Your lawyer spent time with you for a consultation, contacted the Plaintiff/lender on your behalf, got the case dismissed, you got out from under the property, and there is no deficiency judgment on the horizon... sounds like you got more than your money's worth.
I am licensed in Florida and NYS. When you say that you worked out the short sale yourself, was the property up for sale when it went into foreclosure? Did your attorney ask you for bank statements, a hardhsip letter, full financial details, tax returns, etc? In other words, to what extent did you work with the lender on the short sale documents? Who sent in the contract of sale and all the updated documents?
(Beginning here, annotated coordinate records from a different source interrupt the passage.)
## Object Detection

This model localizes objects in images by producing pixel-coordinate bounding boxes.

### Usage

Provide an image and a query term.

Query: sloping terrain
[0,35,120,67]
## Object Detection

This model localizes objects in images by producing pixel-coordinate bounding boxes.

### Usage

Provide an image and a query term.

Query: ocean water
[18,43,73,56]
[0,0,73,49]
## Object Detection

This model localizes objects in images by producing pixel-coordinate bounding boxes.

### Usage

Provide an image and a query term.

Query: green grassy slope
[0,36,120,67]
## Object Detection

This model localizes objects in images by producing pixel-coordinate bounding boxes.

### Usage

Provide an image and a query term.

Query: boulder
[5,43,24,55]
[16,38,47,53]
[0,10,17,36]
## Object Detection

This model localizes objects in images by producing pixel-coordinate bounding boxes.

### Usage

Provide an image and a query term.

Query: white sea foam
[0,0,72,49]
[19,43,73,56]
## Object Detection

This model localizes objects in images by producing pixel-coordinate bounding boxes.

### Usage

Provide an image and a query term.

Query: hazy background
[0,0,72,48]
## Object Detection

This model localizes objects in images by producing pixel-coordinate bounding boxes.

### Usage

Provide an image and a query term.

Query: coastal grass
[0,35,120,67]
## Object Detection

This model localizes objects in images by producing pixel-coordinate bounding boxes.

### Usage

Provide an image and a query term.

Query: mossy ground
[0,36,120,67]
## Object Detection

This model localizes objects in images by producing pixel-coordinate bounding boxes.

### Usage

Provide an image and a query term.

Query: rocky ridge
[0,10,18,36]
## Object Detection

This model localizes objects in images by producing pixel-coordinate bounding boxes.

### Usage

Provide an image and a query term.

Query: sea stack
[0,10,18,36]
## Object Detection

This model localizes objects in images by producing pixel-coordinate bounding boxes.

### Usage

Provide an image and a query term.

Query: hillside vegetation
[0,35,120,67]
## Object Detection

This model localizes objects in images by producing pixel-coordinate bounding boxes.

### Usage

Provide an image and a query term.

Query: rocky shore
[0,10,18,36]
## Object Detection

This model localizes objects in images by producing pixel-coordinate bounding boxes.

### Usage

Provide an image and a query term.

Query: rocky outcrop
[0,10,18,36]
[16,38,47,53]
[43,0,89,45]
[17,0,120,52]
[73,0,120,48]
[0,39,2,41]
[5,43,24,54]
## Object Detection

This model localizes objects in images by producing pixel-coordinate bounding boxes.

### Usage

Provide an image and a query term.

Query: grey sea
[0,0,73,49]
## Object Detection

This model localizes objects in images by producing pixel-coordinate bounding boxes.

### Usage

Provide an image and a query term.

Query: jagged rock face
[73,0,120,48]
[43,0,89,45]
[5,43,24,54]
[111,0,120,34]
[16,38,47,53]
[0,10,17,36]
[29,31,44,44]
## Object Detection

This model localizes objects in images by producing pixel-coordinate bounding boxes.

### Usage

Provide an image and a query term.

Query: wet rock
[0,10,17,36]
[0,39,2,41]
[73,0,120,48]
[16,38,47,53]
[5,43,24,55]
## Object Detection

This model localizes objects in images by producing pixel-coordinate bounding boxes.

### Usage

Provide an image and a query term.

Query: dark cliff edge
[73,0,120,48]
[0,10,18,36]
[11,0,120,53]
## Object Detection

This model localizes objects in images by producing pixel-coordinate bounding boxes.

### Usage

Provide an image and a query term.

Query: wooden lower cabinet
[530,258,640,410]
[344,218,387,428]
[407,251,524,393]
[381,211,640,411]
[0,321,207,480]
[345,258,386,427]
I ask you this because clients often think that since the bank negotiator called them and spoke with them a few times months after the modification or short sale was initiated, they think they did it alone or their lawyers or brokers did very little. There's usually a lot more than what clients see. And the banks have been very successful at convincing their borrowers that their brokers or lawyers did nothing and that they should have come directly to the bank and the bank would have helped them directly. And to this I ask, if that were true, then why did they proceed with foreclosure? Why didn't the bank help?
So if your lawyer said it was a flat fee and his presence was able to hold the mortgage company at bay until the property was short saled, then he did do the job. And don't forget, since it was a flat fee, if he would have been required to put in many hours, that would have been his loss, as the two of you made that deal.